ROS is the abbreviation of Robot Operating System. This article introduces the introduction of ROS application development and the use of roslaunch. Without roslaunch, we need to open a lot of terminals, start roscore, various nodes and so on. For ros developers or users, roslaunch is a very important tool.
roslaunch is a tool that can easily launch multiple ROS nodes locally and remotely (via SSH), and set parameters on the parameter server. It includes the option to automatically regenerate dead processes. roslaunch receives one or more XML configuration files (extension .launch), these files specify the parameters to be set and the node to be launched and the host on which it should be run.
The launch of roslaunch
There are 2 ways to start roslaunch:
Method 1: roslaunch launch file path + launch file name
If it's in the launch file directory, don't need the directory
比如: roslaunch turtle.launch
or:
Method 2: roslaunch project package name launch file name
such as:
Create a simple launch file
The simulation turtle under ROS introduces an example of starting and controlling the movement of the turtle. There are 3 terminals opened there, respectively starting roscore, rosrun turtlesim turtlesim_node, and rosrun turtlesim turtle_teleop_key. Now only one terminal is used for launch.
mkdir launch
cd launch
nano turtle.launch
The content of the file is:
<launch>
<node pkg="turtlesim" type="turtlesim_node" name="turtle1" output="screen" />
<node pkg="turtlesim" type="turtle_teleop_key" name="key" output="screen" />
</launch>
Save and exit.
Execute in the terminal: roslaunch turtle.launch
I saw that the emulation turtle is started, because now in the turtle terminal, click to return to the original terminal. Of course, the relative position of the two terminals must be set to avoid blocking. Use the keyboard arrow keys to control the movement of the little turtle.
Engineering package method
The ROS workspace is established in the article ROS Development and Application Preparation: Create a Workspace . Now, create a functional package:
cd ~/catkin_ws/src
catkin_create_pkg learning_launch
cd ~/catkin_ws/src/learning_launch
mkdir launch
cd launch
nano turtle.launch
The content is the same as above, or copy the above file directly.

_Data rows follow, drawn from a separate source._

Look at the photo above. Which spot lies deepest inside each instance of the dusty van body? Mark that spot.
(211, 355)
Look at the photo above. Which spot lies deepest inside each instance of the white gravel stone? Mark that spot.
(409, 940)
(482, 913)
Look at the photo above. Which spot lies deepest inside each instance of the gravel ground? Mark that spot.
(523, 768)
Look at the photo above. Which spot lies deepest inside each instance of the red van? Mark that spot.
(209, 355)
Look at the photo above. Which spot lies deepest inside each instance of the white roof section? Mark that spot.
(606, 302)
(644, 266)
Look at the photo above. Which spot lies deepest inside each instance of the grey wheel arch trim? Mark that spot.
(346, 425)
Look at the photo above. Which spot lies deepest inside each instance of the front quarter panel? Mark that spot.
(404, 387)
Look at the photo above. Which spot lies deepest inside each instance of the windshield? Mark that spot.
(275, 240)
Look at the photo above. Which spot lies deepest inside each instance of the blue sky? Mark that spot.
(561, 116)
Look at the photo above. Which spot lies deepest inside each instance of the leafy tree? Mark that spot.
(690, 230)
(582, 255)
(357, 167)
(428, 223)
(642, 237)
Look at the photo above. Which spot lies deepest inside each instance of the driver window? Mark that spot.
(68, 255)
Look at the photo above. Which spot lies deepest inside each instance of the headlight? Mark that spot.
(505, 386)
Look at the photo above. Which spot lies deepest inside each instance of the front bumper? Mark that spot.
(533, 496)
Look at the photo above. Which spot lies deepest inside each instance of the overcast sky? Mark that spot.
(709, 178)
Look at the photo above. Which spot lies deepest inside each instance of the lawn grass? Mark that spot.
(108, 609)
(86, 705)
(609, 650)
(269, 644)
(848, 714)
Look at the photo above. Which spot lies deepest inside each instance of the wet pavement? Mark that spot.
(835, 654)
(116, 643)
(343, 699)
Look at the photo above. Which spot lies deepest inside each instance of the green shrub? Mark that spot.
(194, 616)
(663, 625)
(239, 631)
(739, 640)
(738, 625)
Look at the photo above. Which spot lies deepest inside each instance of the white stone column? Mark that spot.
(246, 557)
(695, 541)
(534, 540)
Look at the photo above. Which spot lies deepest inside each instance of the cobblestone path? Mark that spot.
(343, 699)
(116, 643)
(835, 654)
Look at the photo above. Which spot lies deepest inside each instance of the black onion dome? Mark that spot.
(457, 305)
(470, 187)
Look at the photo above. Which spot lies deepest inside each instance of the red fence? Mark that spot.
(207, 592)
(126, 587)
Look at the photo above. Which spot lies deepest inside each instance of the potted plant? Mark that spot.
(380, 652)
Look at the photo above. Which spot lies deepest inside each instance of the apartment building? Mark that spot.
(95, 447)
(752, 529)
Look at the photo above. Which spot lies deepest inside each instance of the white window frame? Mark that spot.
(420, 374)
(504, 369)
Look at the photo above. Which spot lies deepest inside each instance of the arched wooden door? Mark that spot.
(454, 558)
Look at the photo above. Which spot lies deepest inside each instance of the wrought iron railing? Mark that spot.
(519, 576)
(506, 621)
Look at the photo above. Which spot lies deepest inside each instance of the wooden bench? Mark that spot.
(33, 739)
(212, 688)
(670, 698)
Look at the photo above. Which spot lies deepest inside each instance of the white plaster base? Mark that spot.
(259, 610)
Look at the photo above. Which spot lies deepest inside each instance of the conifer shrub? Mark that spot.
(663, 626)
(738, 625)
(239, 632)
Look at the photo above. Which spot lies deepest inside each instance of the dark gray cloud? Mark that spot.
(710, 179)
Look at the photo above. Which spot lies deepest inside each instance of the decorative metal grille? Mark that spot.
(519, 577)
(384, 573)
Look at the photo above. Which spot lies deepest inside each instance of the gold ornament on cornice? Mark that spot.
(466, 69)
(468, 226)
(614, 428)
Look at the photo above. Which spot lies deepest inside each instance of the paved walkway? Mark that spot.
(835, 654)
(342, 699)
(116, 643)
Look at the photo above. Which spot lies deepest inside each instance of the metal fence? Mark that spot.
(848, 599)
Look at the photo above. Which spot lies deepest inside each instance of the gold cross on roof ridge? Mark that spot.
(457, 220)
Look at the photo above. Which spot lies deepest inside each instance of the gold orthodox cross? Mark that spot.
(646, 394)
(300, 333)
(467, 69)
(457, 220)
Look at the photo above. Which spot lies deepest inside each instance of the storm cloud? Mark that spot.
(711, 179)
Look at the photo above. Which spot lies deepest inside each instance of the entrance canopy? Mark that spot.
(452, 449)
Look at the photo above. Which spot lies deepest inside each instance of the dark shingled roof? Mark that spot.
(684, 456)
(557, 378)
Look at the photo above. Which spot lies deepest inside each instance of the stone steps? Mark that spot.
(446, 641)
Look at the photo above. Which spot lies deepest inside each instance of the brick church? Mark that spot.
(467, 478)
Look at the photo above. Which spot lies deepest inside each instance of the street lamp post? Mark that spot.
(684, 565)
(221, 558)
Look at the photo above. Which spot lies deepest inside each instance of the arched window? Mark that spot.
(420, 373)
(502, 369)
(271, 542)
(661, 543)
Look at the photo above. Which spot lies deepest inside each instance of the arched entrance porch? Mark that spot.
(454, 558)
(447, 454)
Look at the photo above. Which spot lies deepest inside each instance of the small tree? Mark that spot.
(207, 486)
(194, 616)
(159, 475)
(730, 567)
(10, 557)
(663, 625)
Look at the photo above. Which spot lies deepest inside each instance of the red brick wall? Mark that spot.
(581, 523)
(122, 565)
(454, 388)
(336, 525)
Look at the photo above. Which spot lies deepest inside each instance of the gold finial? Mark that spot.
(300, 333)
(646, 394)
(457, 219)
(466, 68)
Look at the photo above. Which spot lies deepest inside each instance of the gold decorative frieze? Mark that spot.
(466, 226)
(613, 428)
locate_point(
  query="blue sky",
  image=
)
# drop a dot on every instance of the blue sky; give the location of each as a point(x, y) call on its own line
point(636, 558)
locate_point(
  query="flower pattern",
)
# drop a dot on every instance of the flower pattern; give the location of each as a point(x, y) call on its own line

Go back to the project directory, and then compile, source
cd ~/catkin_ws/
catkin_make
source ~/catkin_ws/devel/setup.bash
Now you can start roslaunch as a project package
roslaunch learning_launch turtle.launch
It can be seen that the project package method is the same as the file method. It may be easy to remember, or it may be in its project package, for example, learning_tf is placed in the directory where it is located.
launch file content
Starting roslaunch is very simple, the key is the content of the launch file.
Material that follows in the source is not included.